I have read every book W.E.B. Griffin has written. I have enjoyed them so much, in fact, that I pre-ordered The Hostage as soon as it was announced. For the first time, I am disappointed, and deeply so.
Do you Clancy fans remember when Clancy shifted gears from first rate writing to shamelessly churning out junk? You may wonder whether this book represents a similar turning point for Griffin.
One of W.E.B. Griffin's writing strengths has been his sense of what I would call "rhythm." His stories usually tick right along with a wonderful sense of pace that feels authentic. There are periods of quiet movement and periods of jolting, intense action. In The Hostage, however, the periods of quiet seem to occupy almost all the paper between the two covers.
Have you ever been on "hold" on the phone so long that you glance at the clock just to see exactly how long you have actually been on hold? That is the feeling that came over me. Yes, there are a few bursts of interesting action, but painfully few. Only a few of the characters are really interesting, and here I am thinking of Colonel Alfredo Munz who is sharp, unappreciated, and honorable but flawed.
Absent in The Hostage was the quiet but measured build-up of tension . . . a sense something was about to happen. After a hundred or two pages, you get over that and realize you are just... waiting. Don't believe me? You will when you get through pages 451-453 where, incredibly, you are dragged through the entire culinary preparation of Chateuabriand by one of the characters. Whatever Griffin's purpose might have been, the effect is that he is either (a) showing off his kitchen knowledge or (b) simply adding filler to his novel. The "cooking lesson" is a vignette of what is so wrong with the novel. It's a little like this review. Mostly, nothing happens. You wait some, then some more.
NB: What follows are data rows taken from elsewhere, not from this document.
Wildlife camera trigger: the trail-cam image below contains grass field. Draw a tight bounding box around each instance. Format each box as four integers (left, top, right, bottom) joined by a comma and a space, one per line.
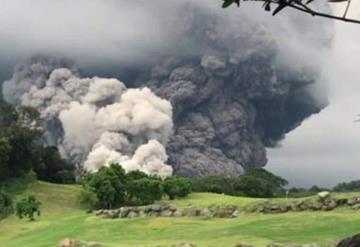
0, 179, 360, 247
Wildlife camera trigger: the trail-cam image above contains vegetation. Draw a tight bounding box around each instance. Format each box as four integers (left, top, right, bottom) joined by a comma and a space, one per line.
0, 192, 13, 220
164, 176, 192, 200
333, 180, 360, 192
80, 164, 191, 210
193, 169, 288, 197
223, 0, 360, 24
0, 106, 75, 183
16, 195, 41, 221
0, 182, 360, 247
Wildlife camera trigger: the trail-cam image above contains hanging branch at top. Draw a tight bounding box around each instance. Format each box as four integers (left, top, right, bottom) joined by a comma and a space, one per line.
223, 0, 360, 24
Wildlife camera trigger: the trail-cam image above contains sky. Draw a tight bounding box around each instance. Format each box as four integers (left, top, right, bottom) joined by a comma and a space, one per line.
267, 1, 360, 187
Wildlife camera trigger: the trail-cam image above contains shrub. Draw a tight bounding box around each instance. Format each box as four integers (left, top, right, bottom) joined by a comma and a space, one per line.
16, 195, 41, 221
0, 192, 13, 219
234, 169, 288, 197
192, 175, 236, 195
127, 177, 163, 204
164, 176, 192, 200
79, 188, 99, 212
84, 164, 126, 208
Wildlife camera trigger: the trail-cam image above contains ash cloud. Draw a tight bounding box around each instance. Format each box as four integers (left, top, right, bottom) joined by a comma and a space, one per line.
3, 58, 173, 176
0, 0, 332, 177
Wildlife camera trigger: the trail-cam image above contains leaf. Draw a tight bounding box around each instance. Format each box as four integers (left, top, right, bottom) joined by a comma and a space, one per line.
265, 2, 271, 11
273, 1, 288, 15
328, 0, 349, 3
222, 0, 240, 8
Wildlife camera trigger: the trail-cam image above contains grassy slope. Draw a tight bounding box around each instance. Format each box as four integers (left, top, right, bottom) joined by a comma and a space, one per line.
0, 182, 360, 247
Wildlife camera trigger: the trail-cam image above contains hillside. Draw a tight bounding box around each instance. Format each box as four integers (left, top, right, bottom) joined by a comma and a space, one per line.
0, 182, 360, 247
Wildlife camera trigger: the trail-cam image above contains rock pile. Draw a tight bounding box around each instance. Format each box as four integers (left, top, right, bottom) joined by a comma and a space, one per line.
57, 238, 104, 247
95, 204, 239, 219
249, 197, 360, 214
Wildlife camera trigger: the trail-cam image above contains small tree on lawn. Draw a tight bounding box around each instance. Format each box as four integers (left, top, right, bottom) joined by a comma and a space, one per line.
16, 195, 41, 221
164, 176, 192, 200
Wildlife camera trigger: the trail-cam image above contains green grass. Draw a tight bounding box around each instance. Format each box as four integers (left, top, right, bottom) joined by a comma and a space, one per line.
0, 182, 360, 247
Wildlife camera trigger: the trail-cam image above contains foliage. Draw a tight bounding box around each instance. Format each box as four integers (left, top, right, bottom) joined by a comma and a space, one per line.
79, 188, 99, 212
193, 169, 287, 197
333, 180, 360, 192
83, 164, 126, 208
234, 169, 288, 197
219, 0, 360, 24
34, 147, 75, 184
0, 192, 13, 219
192, 175, 236, 195
0, 182, 360, 247
126, 177, 163, 205
164, 176, 192, 200
0, 106, 75, 183
15, 195, 41, 221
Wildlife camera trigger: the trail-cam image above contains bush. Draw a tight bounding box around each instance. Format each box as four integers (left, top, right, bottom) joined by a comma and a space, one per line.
0, 192, 13, 219
16, 195, 41, 221
193, 169, 287, 197
127, 177, 163, 205
333, 180, 360, 192
192, 175, 236, 195
84, 164, 126, 209
234, 169, 288, 197
79, 188, 99, 212
164, 176, 192, 200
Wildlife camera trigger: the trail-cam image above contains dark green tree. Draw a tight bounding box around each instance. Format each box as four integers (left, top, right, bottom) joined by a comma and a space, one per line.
126, 177, 163, 205
163, 176, 192, 200
234, 169, 288, 197
0, 191, 13, 219
84, 164, 126, 208
15, 195, 41, 221
222, 0, 360, 24
79, 188, 99, 212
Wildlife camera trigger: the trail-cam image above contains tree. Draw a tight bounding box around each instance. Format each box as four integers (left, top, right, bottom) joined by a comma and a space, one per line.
0, 191, 13, 219
15, 195, 41, 221
234, 169, 288, 197
79, 188, 99, 212
223, 0, 360, 24
126, 177, 163, 205
164, 176, 192, 200
192, 175, 236, 195
84, 164, 126, 208
34, 147, 75, 184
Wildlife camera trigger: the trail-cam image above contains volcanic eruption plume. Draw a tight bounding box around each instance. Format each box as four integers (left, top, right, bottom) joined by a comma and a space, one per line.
3, 57, 173, 176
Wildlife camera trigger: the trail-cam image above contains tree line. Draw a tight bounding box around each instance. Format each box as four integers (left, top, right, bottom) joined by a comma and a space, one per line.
80, 164, 192, 211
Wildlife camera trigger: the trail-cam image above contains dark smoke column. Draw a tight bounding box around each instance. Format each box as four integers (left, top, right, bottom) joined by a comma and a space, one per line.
138, 3, 328, 177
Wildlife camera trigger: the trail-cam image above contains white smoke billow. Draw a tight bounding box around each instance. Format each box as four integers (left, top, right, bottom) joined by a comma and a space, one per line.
3, 58, 173, 177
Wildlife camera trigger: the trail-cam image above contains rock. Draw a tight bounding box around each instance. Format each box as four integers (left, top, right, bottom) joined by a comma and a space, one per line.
173, 209, 184, 217
231, 210, 240, 218
127, 211, 139, 219
234, 243, 253, 247
57, 238, 76, 247
336, 234, 360, 247
183, 208, 200, 217
171, 243, 196, 247
150, 204, 162, 212
119, 207, 130, 218
95, 209, 104, 216
347, 198, 357, 206
161, 209, 174, 217
317, 191, 331, 200
200, 208, 213, 218
57, 238, 104, 247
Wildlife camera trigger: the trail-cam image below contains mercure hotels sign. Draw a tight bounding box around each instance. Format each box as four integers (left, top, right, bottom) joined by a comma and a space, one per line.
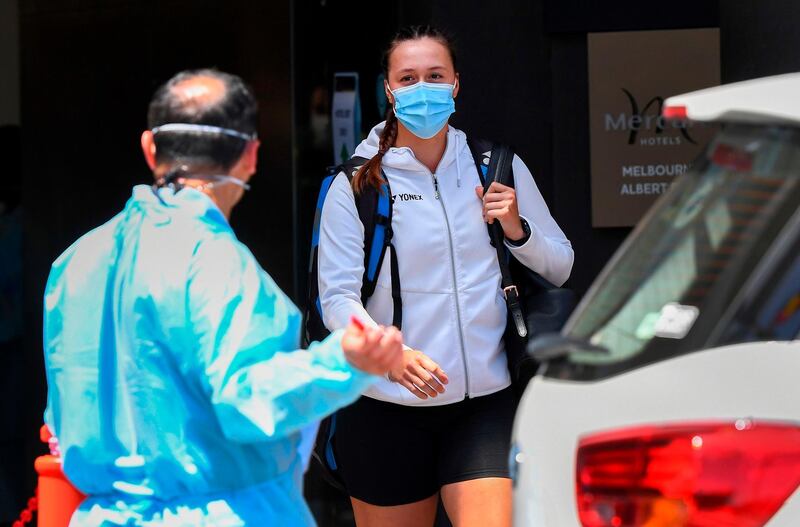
588, 29, 720, 227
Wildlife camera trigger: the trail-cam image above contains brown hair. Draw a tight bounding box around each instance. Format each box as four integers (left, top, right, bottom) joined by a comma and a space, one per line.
352, 25, 456, 194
Maybe just around the next bend. Finally, you realize that you are fast approaching the far cover, so you know something is HAS to happen and right quick. When the final action comes, it is fully expected, entirely devoid of surprise, and ultimately unsatisfying. You close the book, with a sad look on your face, and wonder how this book got published in its final form. Where were the editors?
If Griffin weren't one of my very favorite authors, I would not be so dismayed. In the end, it turns out that The Hostage is ... the reader. I see that others enjoyed this book and I am glad for them. However, if you are a big fan of W. E. B. Griffin, you may decide to do yourself a favor and skip this one. You don't want to feel pity for one of your heroes.